Mahale Mountains National Park was primarily established to protect the populations of chimpanzees. It now hosts the largest known population of eastern chimpanzees, a sub-species of the common chimpanzee. The park’s size and remoteness have helped the chimpanzees thrive. Additionally, the park is also home to lions and chimpanzees, who coexist in the same area.


This awe-inspiring blend of lush greenery, blue Tanganyika water, white sands, and a haven of chimpanzees is less visited, but the experience it presents is magical. The park is difficult to access, with no roads or infrastructure within the park boundaries. The only way in and out of the park is via boat on the lake.


Tourists can opt for Greystoke Mahale, Mbali Mbali Mahale, or Lake Shore Lodge for accommodation. The best time to visit the park is during the dry season, between June and October.

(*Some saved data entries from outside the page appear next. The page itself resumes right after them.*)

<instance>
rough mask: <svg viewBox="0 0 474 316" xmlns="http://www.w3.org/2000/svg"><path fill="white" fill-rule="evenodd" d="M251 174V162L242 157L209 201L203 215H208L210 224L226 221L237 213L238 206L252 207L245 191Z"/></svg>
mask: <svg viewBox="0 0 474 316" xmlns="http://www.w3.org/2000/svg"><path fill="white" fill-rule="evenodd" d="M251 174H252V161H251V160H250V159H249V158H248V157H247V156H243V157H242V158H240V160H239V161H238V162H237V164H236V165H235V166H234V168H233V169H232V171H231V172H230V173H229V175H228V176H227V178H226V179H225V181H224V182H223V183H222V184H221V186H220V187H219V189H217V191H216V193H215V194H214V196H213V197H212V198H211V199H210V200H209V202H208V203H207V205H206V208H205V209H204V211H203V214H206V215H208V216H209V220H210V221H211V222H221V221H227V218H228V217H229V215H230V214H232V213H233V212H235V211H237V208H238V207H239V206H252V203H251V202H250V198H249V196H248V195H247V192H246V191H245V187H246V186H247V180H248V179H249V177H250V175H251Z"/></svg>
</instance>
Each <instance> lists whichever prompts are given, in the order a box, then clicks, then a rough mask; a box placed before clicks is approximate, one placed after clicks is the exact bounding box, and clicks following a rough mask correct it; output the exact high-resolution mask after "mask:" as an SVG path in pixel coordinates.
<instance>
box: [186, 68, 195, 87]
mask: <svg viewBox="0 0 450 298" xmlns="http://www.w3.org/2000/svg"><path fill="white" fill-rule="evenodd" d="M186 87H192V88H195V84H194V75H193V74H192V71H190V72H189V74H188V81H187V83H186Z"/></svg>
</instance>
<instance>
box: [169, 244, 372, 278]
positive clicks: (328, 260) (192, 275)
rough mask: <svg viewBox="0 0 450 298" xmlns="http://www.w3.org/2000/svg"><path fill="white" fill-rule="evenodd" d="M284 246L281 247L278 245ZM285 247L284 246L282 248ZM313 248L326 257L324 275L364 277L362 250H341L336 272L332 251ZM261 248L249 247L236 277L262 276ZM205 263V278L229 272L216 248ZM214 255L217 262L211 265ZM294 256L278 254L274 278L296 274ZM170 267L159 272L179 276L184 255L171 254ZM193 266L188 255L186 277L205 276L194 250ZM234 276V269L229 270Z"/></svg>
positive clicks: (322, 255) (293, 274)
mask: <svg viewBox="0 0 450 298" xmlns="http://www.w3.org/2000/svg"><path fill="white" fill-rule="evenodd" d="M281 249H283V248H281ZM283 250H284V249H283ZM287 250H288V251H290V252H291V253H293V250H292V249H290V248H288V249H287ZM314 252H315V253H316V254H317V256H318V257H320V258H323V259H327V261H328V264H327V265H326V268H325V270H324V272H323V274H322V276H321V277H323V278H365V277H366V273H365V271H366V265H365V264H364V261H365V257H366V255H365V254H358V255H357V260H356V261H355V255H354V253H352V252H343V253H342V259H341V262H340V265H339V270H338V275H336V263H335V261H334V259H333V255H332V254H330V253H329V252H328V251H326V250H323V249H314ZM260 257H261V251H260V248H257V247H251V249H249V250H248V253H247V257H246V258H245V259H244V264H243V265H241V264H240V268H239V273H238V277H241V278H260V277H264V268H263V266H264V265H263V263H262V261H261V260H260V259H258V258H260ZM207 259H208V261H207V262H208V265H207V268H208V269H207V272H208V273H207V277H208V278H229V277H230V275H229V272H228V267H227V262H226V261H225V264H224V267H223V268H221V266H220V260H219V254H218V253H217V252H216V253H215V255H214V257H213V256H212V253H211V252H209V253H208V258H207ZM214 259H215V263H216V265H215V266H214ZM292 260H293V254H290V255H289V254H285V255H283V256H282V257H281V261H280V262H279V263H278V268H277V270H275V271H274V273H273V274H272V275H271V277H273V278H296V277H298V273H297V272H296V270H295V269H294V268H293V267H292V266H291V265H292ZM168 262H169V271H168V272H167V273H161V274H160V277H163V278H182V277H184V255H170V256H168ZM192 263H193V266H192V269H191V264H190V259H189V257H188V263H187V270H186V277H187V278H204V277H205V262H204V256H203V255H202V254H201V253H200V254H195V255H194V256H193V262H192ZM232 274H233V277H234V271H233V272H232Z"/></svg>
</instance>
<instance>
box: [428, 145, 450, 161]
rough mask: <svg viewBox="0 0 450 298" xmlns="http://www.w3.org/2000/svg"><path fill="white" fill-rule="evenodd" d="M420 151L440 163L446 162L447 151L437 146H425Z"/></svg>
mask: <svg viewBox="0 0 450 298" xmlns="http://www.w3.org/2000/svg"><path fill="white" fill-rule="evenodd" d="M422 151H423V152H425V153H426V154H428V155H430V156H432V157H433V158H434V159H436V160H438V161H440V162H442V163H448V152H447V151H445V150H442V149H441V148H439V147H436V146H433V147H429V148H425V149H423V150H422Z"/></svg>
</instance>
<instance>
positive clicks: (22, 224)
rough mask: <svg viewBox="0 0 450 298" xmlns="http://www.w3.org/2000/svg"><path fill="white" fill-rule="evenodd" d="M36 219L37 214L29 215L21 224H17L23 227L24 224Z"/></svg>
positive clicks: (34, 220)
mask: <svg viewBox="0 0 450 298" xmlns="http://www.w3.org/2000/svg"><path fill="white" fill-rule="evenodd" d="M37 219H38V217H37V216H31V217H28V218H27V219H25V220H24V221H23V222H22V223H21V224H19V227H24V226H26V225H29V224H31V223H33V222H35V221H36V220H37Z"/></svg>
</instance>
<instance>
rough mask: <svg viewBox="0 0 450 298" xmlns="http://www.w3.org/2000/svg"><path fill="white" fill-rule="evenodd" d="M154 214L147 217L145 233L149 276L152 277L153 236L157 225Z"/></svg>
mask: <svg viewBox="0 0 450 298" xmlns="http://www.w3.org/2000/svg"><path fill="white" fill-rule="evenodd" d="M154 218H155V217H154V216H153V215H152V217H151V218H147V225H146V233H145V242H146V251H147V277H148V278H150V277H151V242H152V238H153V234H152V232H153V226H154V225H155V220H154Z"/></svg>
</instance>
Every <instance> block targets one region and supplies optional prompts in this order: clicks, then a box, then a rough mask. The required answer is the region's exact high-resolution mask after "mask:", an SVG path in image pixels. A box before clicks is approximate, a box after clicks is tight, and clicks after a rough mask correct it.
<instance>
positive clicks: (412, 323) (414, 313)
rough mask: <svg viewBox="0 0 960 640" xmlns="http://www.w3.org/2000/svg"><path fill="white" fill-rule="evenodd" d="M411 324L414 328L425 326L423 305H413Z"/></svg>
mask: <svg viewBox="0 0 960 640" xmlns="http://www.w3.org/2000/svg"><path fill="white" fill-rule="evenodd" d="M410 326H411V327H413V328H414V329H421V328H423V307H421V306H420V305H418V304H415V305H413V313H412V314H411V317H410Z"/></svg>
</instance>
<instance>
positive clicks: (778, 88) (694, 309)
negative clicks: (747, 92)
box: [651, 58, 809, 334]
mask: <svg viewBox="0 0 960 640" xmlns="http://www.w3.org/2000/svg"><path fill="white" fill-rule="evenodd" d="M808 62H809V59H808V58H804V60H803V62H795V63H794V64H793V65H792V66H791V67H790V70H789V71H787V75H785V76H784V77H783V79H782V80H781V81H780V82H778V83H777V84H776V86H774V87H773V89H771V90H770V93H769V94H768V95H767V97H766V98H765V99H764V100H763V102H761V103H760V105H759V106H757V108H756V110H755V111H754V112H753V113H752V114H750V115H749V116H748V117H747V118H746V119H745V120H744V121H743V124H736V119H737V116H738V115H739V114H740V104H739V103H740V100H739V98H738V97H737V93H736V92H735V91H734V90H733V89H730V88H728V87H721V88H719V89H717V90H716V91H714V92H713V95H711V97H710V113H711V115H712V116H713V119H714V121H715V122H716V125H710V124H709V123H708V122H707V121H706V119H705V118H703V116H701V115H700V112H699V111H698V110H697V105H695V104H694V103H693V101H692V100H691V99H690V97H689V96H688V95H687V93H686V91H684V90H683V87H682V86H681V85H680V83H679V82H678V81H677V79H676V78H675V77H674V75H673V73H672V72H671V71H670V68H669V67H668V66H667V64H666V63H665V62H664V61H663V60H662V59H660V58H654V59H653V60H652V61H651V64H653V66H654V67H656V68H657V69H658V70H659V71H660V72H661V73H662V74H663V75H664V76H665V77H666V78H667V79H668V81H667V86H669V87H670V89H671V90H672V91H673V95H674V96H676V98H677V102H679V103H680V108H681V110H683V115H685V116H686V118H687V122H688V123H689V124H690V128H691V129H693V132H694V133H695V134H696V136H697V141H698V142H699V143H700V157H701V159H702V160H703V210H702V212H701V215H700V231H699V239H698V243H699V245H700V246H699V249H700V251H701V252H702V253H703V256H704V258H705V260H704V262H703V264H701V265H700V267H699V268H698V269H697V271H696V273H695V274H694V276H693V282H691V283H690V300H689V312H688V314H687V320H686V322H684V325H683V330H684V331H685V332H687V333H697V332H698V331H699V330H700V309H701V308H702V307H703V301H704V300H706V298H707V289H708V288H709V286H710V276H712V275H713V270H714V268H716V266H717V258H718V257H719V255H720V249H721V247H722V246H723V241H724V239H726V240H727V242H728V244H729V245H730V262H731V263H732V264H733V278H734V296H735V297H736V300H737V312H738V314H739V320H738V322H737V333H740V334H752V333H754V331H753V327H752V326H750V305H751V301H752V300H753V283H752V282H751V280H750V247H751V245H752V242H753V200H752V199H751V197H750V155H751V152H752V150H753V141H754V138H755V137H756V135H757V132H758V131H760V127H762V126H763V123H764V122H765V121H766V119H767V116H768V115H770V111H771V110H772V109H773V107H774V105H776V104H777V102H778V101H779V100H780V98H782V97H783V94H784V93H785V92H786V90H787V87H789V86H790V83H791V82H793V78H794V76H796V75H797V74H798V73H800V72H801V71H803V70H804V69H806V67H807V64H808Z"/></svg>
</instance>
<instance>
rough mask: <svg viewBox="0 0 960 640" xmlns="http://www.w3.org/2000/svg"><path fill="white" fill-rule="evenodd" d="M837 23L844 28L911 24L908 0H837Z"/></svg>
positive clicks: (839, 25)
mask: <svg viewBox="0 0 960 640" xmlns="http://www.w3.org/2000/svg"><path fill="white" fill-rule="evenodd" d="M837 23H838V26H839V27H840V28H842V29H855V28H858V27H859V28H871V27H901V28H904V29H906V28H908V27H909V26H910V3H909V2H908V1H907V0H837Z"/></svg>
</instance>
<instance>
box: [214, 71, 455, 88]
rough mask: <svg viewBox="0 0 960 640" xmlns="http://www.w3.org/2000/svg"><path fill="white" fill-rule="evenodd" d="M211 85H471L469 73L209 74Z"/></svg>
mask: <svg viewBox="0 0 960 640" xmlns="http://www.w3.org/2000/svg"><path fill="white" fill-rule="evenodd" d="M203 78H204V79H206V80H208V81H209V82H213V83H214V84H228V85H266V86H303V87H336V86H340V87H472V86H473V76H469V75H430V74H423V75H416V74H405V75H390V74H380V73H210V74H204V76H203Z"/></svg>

The Mahale mountains were initially home to the Batongwe and Holoholo tribes of Tanzania. However, in 1979, when the Mahale Research Centre was set up, these people were relocated from the mountain for the park to be established. The Mahale National Park was officially opened in 1985.


The park’s habitats of alpine bamboo and woodlands, grasslands, and rainforests support about 50 species of animals. The park is home to Tanzania’s densest population of primates, including the yellow baboon, blue monkeys, red-tailed monkeys, vervet monkeys, and red colobus. Other animals found in the park are giraffes, lions, zebras, antelopes, Lichtenstein hartebeest, hippos, crocodiles, and a variety of bird species.


The park harbors around 1,000 chimpanzees, with one group of chimpanzees called the Mimikire Clan having around 56 members and has been familiar to researchers since 1965. Visitors on chimpanzee tracking are required to wear surgical masks provided by authorities as a precaution against diseases that may be transmitted from humans. There are limitations on the number of hours and visitors allowed to interact with them.


Lake Tanganyika is the longest freshwater lake, second deepest, and second oldest lake in the world. The lake is shared between Tanzania, the Democratic Republic of Congo, Burundi, and Zambia, and it empties its waters into the Congo River. The lake is also home to Nile crocodiles, hippos, and an array of fish species.